I couldn't do this challenge because he's not talking to me. He said he loves her and she's going to leave her bad marriage for my husband. She is an old girlfriend from over 20 years ago.
I couldn't do this challenge, he's not talking to me b/c his new girl said shes leaving bad marriage for him and he says he loves her.
I couldn't do this challenge because he's not talking, calling or texting me but communicating with his new girl who's says she's going to leave her bad marriage for him.
I have been trying with my husband and he kept pushing me away. His ongoing infidelity gets me crazy and I am afraid I started pushing him away when he tries to reach out because I know he is involved with someone and I am trying to guard myself.
I have lost interest in my husband because he has been ignoring all my attempts and we are living apart and he is involved with someone else. I know that I want my marriage to work but the distance and the neglect is too much.
Gonna have to postpone this till I get back from my business trip. Hard to do these when we're 12 hours apart, but have been seeing small improvements for the most part. looking forward to picking it back up.
I had to fight to say what's on my heart to make him see to spend so 3 hours with him
I planned and asked and got refused.
won't be able to do this one he's been sleeping somewhere else and is always at work when he's not sleeping. No time to actually spend together in person.

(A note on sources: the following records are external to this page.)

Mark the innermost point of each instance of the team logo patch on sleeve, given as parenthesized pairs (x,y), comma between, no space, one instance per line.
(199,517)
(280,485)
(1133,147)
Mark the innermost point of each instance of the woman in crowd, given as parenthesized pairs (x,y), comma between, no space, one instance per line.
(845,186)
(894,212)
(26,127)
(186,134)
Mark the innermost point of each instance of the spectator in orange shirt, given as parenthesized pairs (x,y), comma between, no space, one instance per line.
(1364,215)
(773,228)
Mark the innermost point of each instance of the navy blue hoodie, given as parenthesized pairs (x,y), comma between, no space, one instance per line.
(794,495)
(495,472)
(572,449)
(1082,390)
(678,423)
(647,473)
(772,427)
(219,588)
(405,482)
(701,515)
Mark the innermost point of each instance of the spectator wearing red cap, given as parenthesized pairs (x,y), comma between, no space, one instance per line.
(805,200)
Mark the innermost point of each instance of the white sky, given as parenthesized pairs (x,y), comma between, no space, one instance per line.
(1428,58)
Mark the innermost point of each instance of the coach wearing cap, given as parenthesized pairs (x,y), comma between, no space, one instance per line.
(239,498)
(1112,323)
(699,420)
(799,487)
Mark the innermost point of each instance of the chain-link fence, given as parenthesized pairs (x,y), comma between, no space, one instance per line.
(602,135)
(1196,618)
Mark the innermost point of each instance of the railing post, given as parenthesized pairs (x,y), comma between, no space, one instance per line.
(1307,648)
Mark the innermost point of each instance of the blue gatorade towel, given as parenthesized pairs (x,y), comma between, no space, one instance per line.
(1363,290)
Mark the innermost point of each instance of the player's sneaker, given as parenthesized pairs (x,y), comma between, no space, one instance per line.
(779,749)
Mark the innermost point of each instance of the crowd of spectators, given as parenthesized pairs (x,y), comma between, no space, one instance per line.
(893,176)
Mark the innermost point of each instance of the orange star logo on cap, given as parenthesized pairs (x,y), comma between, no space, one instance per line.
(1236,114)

I think this counts. this weekend instead of cleaning we watched a movie he liked together, and earlier took the kids to the waterpark
Wanted to do this but things got in the way and plus he has been super tired from mowing lawns.
I was not able to complete this today. I really wanted to, and neglected things that suck time on my end...but when we don't live together (aren't married anymore) and she spends the day with her bf... kinda makes it hard to do.

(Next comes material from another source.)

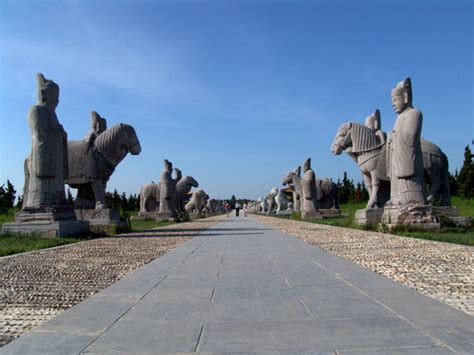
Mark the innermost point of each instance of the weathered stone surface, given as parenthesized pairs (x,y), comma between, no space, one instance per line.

2days dare is hard because she's in my home town and I am finishing up with some things for us but I just got next week n Monday and Tuesday I have to do 4 us
it seems that everything is getting worse!!! what do I do
My spouse and I were doing this together,but now he says no. I asked if we could have a do over,no response. I just would like to date him again.I asked him why he fell in love with me in the 1stplace. No response. I just don't want togive up 23yrs.
I had a lot of things planned for us today but she told me this week she didn't want to see me and that she still need space. I just wish she knew that I have changed and would walk through fire for her
went to dinner with him, even though he had to make fun of me and humiliate me 2x. . . .

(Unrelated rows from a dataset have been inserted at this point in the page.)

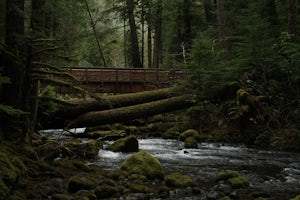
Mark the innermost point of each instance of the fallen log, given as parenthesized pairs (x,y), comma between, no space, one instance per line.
(114,101)
(128,113)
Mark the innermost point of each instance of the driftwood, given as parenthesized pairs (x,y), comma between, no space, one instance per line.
(128,113)
(114,101)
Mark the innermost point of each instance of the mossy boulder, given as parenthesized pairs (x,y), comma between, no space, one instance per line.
(188,133)
(296,198)
(143,163)
(72,165)
(80,182)
(49,150)
(12,168)
(139,188)
(85,195)
(127,144)
(190,143)
(82,150)
(106,191)
(224,175)
(238,182)
(171,133)
(178,180)
(4,191)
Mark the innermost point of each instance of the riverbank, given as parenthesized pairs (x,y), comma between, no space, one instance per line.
(35,172)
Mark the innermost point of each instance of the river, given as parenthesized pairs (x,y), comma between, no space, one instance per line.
(276,172)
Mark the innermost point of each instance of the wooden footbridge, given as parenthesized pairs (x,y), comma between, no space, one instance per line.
(123,80)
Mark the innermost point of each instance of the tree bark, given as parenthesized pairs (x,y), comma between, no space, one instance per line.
(135,54)
(157,55)
(14,127)
(222,35)
(149,36)
(67,113)
(293,18)
(2,22)
(131,112)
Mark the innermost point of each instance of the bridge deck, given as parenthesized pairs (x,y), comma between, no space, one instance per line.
(123,80)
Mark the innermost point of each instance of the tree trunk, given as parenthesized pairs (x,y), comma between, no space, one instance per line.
(222,35)
(2,23)
(293,18)
(135,54)
(13,127)
(157,55)
(149,36)
(131,112)
(208,12)
(67,113)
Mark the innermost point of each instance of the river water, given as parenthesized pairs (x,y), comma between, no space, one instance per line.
(276,172)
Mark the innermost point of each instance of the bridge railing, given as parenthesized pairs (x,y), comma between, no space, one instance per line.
(125,74)
(123,80)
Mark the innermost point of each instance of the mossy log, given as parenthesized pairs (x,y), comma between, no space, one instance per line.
(114,101)
(78,107)
(132,112)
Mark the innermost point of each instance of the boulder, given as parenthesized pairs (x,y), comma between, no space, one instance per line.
(238,182)
(190,143)
(78,182)
(188,133)
(145,164)
(296,198)
(83,150)
(127,144)
(224,175)
(171,133)
(178,180)
(105,191)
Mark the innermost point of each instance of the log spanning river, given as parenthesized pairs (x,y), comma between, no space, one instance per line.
(276,172)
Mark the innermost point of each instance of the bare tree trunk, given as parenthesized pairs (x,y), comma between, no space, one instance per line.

today I feel like I am done. I just keep getting a sinking feeling and people keep telling me shady manipulative things he has done. I wanted to save my marriage now im not so sure he is who I ever thought he waa
Today turned out better than I expected. We ended up staying home and watching a holiday movie with our daughters. I bought dinner and since she's under the weather Ive been pampering her.
today was pretty simple. we don't get much alone time. so we are spending the evening with the kids. pizza games and movies. maybe a drive to see christmas lights later.
So tried getting her to do underground lights with me, instead she decided to go drinking and try to hook up with another guy. smh. but I am getting better for me
This is one of the most difficult dare to do, I wish I can ask her to do what we used to be enjoying like cooking and baking and watching Sunday service from our local church. My God give us grace to restore our relationship. I miss her dearly.
Today is my wife's birthday, so I'm making a point to take off work early to take her out for dinner. she's been slowly coming around to my changes I've made about myself that caused her to feel alone and unloved.
we went crabbing, and shrimps
I have been working on these dares for over 1.5 months. I am constantly rejected. I feel like giving up. He wants a divorce and is very adimant on this. He says it doesn't matter what I do. He makes sure I know anytime I try otherwise.
Because of what has come to light, I don't see that today's dare can be applied just yet with the separation. Most future dares I'm assuming won't be able to be applied either. So I'm going to focus on the first five dares until able to continue.
I walk all the time. i know my girl likes to walk. but I made an effort to walk with her today for the second straight day and nkw im looking forward to tomorrow walk.
Watching basketball with my husband instead of doing my own thing.
if I could just get her to stop saying sorry for everything I must have been a real bad husband if she feels the need to apologize after I do something nice and she feels guilty and says sorry
I was so selfish to take things away from her like this and it felt good to do for her and see the smile and freedom in her eyes.
we went to the beach (we never did before I have a thing against sand) and we had dinner and watched movies together (which she picked) but we spent valuable time together
so me and my wife are separated by 400 miles and I've been traveling weekends to see her and the kids and usually leave on Sunday however I decided to stay called off work and just enjoyed being here with her
Community reply
Amen on that. I'm currently on day 11, my wife cheated on me and blame me for it. It's hard, I know, but I believe that if I do my part it will make a difference. Just stay strong, it will be worth it if you make it to the end.